There is, moreover, a Saxon context for the Dyke. Apart from Wat’s Dyke, which marks a slightly different boundary in the north and continues to the Dee Estuary, there are numerous post-Roman earthworks across England. The majority of them are to be found in eastern England and most are short structures lying across major routes. One possibly relevant earthwork, though, is the Wansdyke, an earthwork boundary south of the Thames, defending the area to its south. This seems to have been built in the fifth or sixth century to defend the British kingdoms of the southwest against attack from the Thames Valley, where Saxon kingdoms had been established. Unlike the Roman linear frontiers, these dykes were not provided with garrisons, but often appear to be more in the nature of boundaries imposed by a militarily dominant power.
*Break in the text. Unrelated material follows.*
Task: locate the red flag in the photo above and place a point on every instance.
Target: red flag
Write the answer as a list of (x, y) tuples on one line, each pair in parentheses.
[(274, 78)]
They were not located to defend the areas behind them but to act as a line of demarcation. The tradition of earthwork frontiers was a long one in Anglo-Saxon England and it provides a good context for the construction of Offa’s Dyke in the late eighth century as one of the last and certainly the greatest of these structures. Thousands of men were needed to build the Dyke, proof that the kingdom of Mercia was highly organised and under strong central control. The ninth-century history of Mercia, with the destruction of its bureaucracy and ecclesiastical structure by the Vikings means that its place in the history of Britain has often been undervalued; the regard its people as barbarians incapable of such works (as Blake and Lloyd do) not only ignores their long tradition of dyke building but also shows woeful ignorance of the political sophistication of Mercia. Offa regarded Charlemagne as an equal (even if Charlemagne did not reciprocate the compliment); this was more than self-flattery.